叶わぬ恋だと分かっていても
*俺だけの特権
「あのね、《《なおちゃん》》、私、市役所の臨時雇いの更新、次はしないでおこうと思うの」

 ブラウスの前を肌蹴られて、スカートの中は何も身につけていない状態で彼と繋がっている。

 向かい合うような格好で、後部シートに座る緒川さん(なおちゃん)の上に(またが)った状態で交わしていた口付けを(ほど)くと、私は静かにそう告げた。
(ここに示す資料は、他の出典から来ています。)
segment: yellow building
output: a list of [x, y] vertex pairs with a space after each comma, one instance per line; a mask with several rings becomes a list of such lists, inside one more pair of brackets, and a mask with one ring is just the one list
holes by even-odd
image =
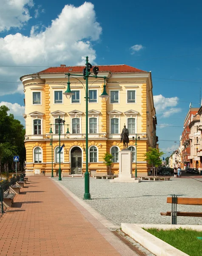
[[[53, 134], [54, 175], [59, 169], [59, 116], [65, 121], [61, 125], [61, 167], [63, 176], [81, 175], [85, 171], [85, 151], [89, 154], [88, 170], [107, 172], [103, 163], [105, 153], [114, 158], [112, 173], [119, 171], [119, 151], [123, 148], [120, 134], [124, 124], [128, 129], [129, 149], [133, 153], [133, 172], [136, 164], [135, 137], [137, 134], [138, 175], [147, 175], [150, 166], [144, 154], [149, 146], [156, 147], [156, 118], [154, 105], [151, 72], [126, 65], [99, 66], [99, 76], [106, 76], [106, 102], [99, 97], [103, 91], [103, 80], [89, 78], [88, 145], [85, 145], [85, 81], [74, 74], [82, 74], [84, 67], [50, 67], [39, 73], [26, 75], [20, 79], [25, 93], [26, 173], [28, 175], [51, 175]], [[74, 93], [70, 99], [63, 94], [70, 77], [71, 88]], [[70, 134], [67, 134], [67, 126]]]

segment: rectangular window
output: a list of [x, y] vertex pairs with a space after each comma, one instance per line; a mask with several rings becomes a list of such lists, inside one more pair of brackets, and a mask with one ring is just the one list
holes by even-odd
[[111, 119], [111, 133], [114, 134], [119, 133], [119, 119], [118, 118]]
[[111, 91], [110, 92], [110, 103], [119, 103], [119, 91]]
[[63, 103], [63, 91], [54, 91], [54, 103], [60, 104]]
[[74, 95], [71, 96], [72, 103], [80, 103], [80, 91], [71, 91]]
[[90, 90], [89, 91], [89, 102], [97, 102], [97, 90]]
[[33, 104], [34, 105], [40, 105], [41, 103], [41, 93], [33, 92]]
[[34, 134], [41, 134], [41, 120], [40, 119], [34, 120]]
[[127, 103], [135, 103], [135, 90], [127, 91]]

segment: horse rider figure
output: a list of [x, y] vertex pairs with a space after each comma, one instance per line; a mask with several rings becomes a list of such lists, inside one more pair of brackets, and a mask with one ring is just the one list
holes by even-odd
[[124, 134], [125, 134], [127, 137], [127, 141], [126, 143], [129, 143], [129, 131], [128, 129], [126, 128], [125, 125], [123, 126], [123, 129], [122, 130], [122, 132], [121, 134], [121, 142], [122, 142], [122, 140], [123, 139], [123, 136]]

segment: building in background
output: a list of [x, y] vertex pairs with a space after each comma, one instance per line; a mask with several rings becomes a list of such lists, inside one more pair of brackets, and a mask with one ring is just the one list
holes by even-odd
[[190, 128], [190, 156], [188, 158], [190, 160], [191, 168], [199, 168], [200, 166], [200, 156], [198, 152], [200, 151], [200, 141], [201, 131], [199, 130], [200, 122], [200, 115], [197, 113], [194, 116], [191, 115], [189, 128]]
[[[191, 104], [190, 105], [191, 105]], [[189, 125], [192, 115], [195, 115], [199, 111], [198, 108], [190, 107], [186, 116], [184, 122], [183, 131], [182, 134], [182, 167], [185, 169], [190, 166], [191, 157], [190, 147], [191, 131]]]
[[[70, 132], [66, 134], [66, 126], [61, 125], [61, 145], [64, 144], [60, 156], [63, 176], [82, 175], [85, 171], [86, 150], [89, 152], [88, 170], [91, 174], [107, 171], [103, 159], [106, 152], [114, 156], [112, 173], [118, 173], [119, 151], [123, 148], [120, 134], [125, 124], [130, 134], [128, 149], [132, 152], [133, 171], [135, 168], [136, 134], [138, 175], [147, 175], [150, 171], [144, 155], [148, 147], [156, 147], [158, 141], [151, 73], [126, 65], [98, 67], [99, 76], [108, 78], [107, 91], [110, 97], [107, 102], [102, 101], [99, 96], [103, 91], [103, 80], [89, 78], [88, 113], [85, 110], [85, 86], [76, 79], [77, 77], [70, 77], [74, 95], [68, 99], [63, 94], [68, 81], [65, 74], [81, 75], [84, 67], [61, 65], [20, 78], [25, 94], [25, 143], [28, 175], [43, 172], [46, 175], [51, 174], [51, 124], [54, 133], [53, 169], [54, 175], [57, 173], [59, 116], [65, 121], [65, 125], [69, 125]], [[85, 84], [82, 77], [81, 81]], [[86, 114], [88, 145], [85, 145]]]

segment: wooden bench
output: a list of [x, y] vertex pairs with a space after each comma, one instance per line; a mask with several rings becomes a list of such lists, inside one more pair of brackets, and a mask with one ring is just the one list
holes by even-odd
[[14, 185], [11, 185], [10, 186], [10, 190], [15, 194], [20, 194], [21, 187], [20, 185], [14, 184]]
[[171, 177], [170, 176], [143, 176], [140, 177], [140, 179], [148, 180], [170, 180]]
[[13, 204], [13, 198], [15, 197], [15, 194], [9, 193], [9, 190], [4, 192], [3, 194], [3, 204], [6, 207], [12, 207]]
[[16, 184], [20, 186], [21, 188], [24, 187], [24, 181], [16, 181]]
[[202, 198], [178, 198], [175, 195], [167, 198], [167, 202], [172, 204], [171, 212], [160, 212], [163, 216], [171, 216], [171, 224], [177, 224], [177, 216], [187, 217], [202, 217], [202, 212], [177, 212], [177, 204], [202, 205]]
[[111, 179], [111, 178], [113, 178], [113, 177], [117, 177], [118, 176], [118, 175], [107, 175], [105, 174], [96, 174], [93, 175], [93, 178], [95, 178], [95, 179], [100, 179], [100, 177], [102, 179], [106, 179], [107, 180], [108, 179]]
「正社員の仕事を……探そうと思ってて――、んっ……」

 今、彼から離れたばかりの唇を割り開くように節くれだった男らしい無骨な指が侵入してくる。
 その指先に口中を好き勝手に侵蝕されながら、ぼんやりと考える。


 今まで私は1年半近く、正規雇用職員ではない、雇用期限のある雇われ方のもと、数ヶ月単位でほんの少しのお休みを挟んでは市役所内の課を渡り歩くような仕事の仕方をしてきた。

 最初はなおちゃんと同じ課。
 半年経った頃に、別の課――下水道課――へ配属になって。
 それを機になおちゃんから告白されたのが数ヶ月前のこと……。


 下水道課での雑務も、そろそろ半年。任期が切れる頃合いだ。

 少しお休みをしてまた別の課へ行くか。もう辞めてしまうかを選択しないといけない。

 今までは何とも思っていなかった、そんな根無草(ねなしぐさ)のようなふわふわとした働き方が、何だか急に虚しくなって。

 下水道課での任期を満了したら、もうこの仕事は続けまいって心に決めた。